Contra o crime organizado

Breve reflexão sobre os níveis de popularidade da polícia e do PCC

Um amigo escreveu:

O PCC é hoje uma organização com mais poder de fogo que todos os particulares de São Paulo juntos e com mais poder financeiro do que a maioria esmagadora dos capitalistas da região. Diante de um quadro como esse, fazer campanhas contra a polícia me parece contraprodutivo; não seria mais racional agir como cidadãos responsáveis e apoiar o trabalho da PM, fazendo a devida fiscalização de seus eventuais abusos e irregularidades? Afinal, a polícia é, por definição, uma força auxiliar, que está aí para nos ajudar a cuidar de nossa segurança pessoal.
Alguém em sã consciência pode pensar que sem a polícia o PCC vai desaparecer, entregar as armas e doar todos os seus recursos materiais para caridade?

A isso, algumas pessoas responderam com protestos:

  • polícia é usada para toda e qualquer coisa, menos para defender os cidadãos;
  • policiamento significa repressão;
  • desmilitarizar a polícia é a solução;
  • a PM é uma instituição falida, e o PCC, um partido que se formou para ajudar a resolver problemas graves que ocorriam entre os presos e a organização extrapolou sua função entrando para os “negócios”.

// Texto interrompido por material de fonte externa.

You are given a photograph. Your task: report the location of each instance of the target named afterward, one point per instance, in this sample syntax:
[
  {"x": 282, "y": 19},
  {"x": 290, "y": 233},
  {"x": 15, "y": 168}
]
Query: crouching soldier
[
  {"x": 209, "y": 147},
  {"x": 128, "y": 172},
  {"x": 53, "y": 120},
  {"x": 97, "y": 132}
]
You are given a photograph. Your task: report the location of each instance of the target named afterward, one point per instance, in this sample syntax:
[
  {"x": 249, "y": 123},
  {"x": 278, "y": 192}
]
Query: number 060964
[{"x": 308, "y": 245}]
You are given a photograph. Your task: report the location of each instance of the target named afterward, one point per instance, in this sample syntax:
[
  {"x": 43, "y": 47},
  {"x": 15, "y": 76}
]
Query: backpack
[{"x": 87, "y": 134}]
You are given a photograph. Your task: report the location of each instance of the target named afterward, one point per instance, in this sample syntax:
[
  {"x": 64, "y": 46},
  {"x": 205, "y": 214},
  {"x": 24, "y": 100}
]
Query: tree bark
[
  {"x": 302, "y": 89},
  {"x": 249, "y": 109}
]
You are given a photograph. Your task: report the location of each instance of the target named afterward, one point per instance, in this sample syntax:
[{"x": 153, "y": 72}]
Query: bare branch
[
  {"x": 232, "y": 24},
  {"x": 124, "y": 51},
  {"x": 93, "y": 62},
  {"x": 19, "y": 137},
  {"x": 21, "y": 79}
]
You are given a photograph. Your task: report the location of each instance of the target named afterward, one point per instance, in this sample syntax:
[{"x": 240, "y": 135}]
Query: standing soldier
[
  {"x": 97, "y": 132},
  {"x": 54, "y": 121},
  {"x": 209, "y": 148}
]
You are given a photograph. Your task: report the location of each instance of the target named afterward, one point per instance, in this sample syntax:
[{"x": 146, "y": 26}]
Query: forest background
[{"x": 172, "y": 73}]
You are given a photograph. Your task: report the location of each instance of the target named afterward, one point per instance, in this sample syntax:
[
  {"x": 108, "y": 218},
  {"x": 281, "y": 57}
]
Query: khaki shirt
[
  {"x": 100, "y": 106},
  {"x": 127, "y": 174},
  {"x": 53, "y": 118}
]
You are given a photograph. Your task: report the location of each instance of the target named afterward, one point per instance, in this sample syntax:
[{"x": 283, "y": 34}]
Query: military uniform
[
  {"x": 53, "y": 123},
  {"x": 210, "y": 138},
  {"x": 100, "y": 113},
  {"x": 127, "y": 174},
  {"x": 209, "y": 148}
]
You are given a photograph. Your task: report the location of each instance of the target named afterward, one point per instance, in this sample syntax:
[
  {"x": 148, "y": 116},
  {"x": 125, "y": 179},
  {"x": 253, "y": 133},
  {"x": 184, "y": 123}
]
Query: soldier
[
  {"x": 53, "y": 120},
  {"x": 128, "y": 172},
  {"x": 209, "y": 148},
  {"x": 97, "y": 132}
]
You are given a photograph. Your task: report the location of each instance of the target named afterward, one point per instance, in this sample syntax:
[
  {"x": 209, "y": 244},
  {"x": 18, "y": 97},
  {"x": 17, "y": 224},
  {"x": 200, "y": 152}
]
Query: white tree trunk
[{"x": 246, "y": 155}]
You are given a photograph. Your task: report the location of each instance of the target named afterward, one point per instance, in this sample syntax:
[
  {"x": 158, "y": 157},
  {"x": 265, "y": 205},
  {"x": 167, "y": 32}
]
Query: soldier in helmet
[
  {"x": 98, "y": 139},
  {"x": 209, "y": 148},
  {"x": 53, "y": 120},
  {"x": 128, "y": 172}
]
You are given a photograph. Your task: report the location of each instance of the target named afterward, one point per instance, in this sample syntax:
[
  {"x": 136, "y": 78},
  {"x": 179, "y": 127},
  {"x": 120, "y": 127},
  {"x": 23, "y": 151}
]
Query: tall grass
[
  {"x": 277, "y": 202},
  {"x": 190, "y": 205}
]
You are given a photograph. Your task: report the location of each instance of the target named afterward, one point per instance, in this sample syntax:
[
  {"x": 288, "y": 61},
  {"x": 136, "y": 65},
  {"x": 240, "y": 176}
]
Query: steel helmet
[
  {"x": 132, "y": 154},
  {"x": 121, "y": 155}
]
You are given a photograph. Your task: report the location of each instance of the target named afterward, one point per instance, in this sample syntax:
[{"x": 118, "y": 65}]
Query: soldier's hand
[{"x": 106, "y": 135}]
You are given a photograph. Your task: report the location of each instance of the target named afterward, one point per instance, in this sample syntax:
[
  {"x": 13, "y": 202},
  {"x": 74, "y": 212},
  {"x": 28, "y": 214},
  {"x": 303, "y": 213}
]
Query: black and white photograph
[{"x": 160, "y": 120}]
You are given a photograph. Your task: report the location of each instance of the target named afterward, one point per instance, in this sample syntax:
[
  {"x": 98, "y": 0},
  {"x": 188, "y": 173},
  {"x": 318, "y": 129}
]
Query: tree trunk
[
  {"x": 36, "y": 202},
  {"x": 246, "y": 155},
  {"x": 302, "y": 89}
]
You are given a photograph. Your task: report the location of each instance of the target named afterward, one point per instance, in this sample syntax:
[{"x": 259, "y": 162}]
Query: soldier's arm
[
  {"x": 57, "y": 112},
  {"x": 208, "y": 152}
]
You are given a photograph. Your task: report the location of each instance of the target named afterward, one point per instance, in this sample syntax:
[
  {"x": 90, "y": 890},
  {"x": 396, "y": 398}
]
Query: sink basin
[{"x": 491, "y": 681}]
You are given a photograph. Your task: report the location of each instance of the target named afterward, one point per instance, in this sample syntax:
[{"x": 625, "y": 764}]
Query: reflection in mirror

Propus, então, algumas questões:

  1. Mandaremos “comissões diplomáticas” para lidar com aqueles que promovem o comércio ilegal de drogas, que criam seus próprios sistemas judiciários (usando livremente da pena de morte), que armam menores capazes de cometer os maiores descalabros?
  2. O termo “falida”, em sentido figurado, não tem nada a ver com endividamento, mas sim, com o não cumprimento de uma missão. A política brasileira também está falida, certo? Devemos, então, acabar com a política brasileira, retornando ao estado natural, sem lei nem governo? Ou há meios de reformá-la, ainda que devemos revisá-la e reestruturá-la?
  3. Existe alguma previsão legal para partidos políticos terem um “braço armado”? Ou é justo que se organizem a despeito da lei? Afinal, o que é um partido? É um agrupamento ideológico que “pode tudo” em nome de sua ideologia?
  4. Desde quando “negócios” são “crimes”? Não estou usando nenhuma palavra forte. Crime é um termo definido pela ciência jurídica. Temos de compactuar com o crime do PCC só porque eles tinham ideais nobres? Uai, mas a polícia nunca teve ideais nobres? Se teve, deve ser perdoada pelo que faz, por conta dos ideais do passado? Ou nunca teve mesmo? Então ela não “faliu”, sempre foi “falida”? Não entendo.
  5. Se os agentes penitenciários colaboram com o crime, eles estão cometendo crime, certo? Então, devem ser perseguidos, até que isso acabe. Mas não conheço nenhuma história de agentes penitenciários serem mandantes e chefes do crime organizado. Óbvio que pode ser ignorância minha. Se alguém souber algo a respeito e puder vazar informação, conte-me. Se eles são apenas um “elo” na cadeia muito maior da criminalidade, porque a punição deve recair só sobre eles? Temos que atacar os bandidos e, fazendo isso, eles se enquadram na bandidagem, certo?

O meu ponto é que o PCC inteiro tem de cair, ainda que, com ele, caiam policiais e agentes penitenciários. E a polícia tem de ser mais respeitada em sua função ideal, mesmo que deva ser completamente revisada e reestruturada. Policiais que cometem abusos devem ser duramente perseguidos. Mas se um policial age de acordo com as regras de “estrito cumprimento do dever” e “legítima defesa”, não há que encher o saco deles.